Je vous avais fait la pub de Puzzle and Dragons il y a un petit moment. J’y reviens rapidement parce que ça fait tout pile un an que j’y joue de manière très très régulière et avec un plaisir toujours renouvelé. Ce qui méritait à mon sens d’être souligné, et qui n’est que justice au vu du nombre d’heures que j’y consacre. Donc, sur la base que j’avais déjà décrite, je ne peux que confirmer un certain nombre de choses que je préssentais seulement à l’époque. D’une part, le mécanisme de jeu est terriblement riche, puisqu’en changeant de leader on change de priorités et donc de stratégie dans la manière de jouer chaque tableau. Donc, oui, la manière de jouer se renouvelle facilement et souvent, et qui plus est globalement au choix du joueur. D’autre part, la courbe de progression, même au bout d’un an, continue à être très bien gérée.
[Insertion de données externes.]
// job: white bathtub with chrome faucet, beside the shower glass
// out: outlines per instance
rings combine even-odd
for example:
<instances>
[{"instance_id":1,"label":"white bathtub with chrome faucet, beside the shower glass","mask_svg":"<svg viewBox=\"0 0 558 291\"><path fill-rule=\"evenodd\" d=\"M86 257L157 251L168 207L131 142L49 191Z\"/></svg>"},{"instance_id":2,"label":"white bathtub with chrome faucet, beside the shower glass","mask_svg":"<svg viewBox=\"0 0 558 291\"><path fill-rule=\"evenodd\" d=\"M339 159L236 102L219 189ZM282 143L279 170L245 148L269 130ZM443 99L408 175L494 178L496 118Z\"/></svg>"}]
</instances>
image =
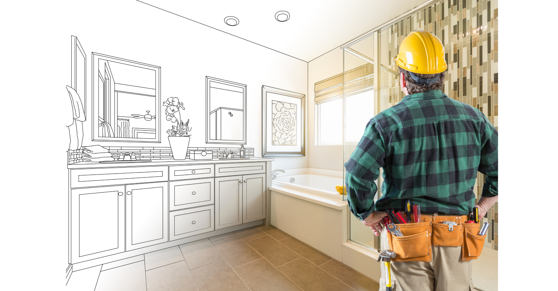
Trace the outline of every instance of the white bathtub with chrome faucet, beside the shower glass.
<instances>
[{"instance_id":1,"label":"white bathtub with chrome faucet, beside the shower glass","mask_svg":"<svg viewBox=\"0 0 558 291\"><path fill-rule=\"evenodd\" d=\"M291 179L294 179L294 182L290 182ZM304 174L277 177L272 180L272 183L332 199L343 200L343 195L340 195L335 190L335 185L343 184L343 178Z\"/></svg>"}]
</instances>

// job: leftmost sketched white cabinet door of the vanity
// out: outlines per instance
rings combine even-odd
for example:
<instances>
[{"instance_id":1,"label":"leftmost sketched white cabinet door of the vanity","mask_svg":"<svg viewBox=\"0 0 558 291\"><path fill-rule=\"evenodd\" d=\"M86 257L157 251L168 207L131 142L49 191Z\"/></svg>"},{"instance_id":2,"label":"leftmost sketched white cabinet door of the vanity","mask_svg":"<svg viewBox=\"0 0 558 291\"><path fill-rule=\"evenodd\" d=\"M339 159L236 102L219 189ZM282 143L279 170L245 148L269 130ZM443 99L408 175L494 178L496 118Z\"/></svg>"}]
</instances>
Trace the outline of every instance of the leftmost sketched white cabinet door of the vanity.
<instances>
[{"instance_id":1,"label":"leftmost sketched white cabinet door of the vanity","mask_svg":"<svg viewBox=\"0 0 558 291\"><path fill-rule=\"evenodd\" d=\"M71 263L124 251L124 186L71 189Z\"/></svg>"}]
</instances>

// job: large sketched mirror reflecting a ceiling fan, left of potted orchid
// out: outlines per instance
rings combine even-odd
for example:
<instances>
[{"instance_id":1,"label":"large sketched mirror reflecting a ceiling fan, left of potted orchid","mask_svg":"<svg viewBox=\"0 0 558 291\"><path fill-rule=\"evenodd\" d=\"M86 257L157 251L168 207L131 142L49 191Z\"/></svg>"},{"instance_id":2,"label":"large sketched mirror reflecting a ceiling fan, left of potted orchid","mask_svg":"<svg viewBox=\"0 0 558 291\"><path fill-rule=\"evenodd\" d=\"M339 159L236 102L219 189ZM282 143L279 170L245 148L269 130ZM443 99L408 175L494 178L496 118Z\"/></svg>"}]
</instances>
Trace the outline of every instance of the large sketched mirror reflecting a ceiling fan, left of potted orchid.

Il y a encore et toujours des contenus plus difficiles, au fur et à mesure qu’on accumule des personnages pour, mais surtout au fur et à mesure qu’on joue mieux. Le dosage est excellent et je continue à franchir des étapes de difficulté, doucement, mais avec bonheur. Enfin, Gungho continue une politique de l’événement permanent, et du cadeau permanent, puisque si le jeu est vide ardu, l’ambiance de la communauté et du jeu sont tout l’inverse de punitive et vise sans arrêt à faciliter, à réduire les parties répétitives et ennuyeuses. Donc, oui, je continue, et avec bonheur, et ce n’est pas souvent que je trouve un jeu qui me tienne aussi bien sur la longueur.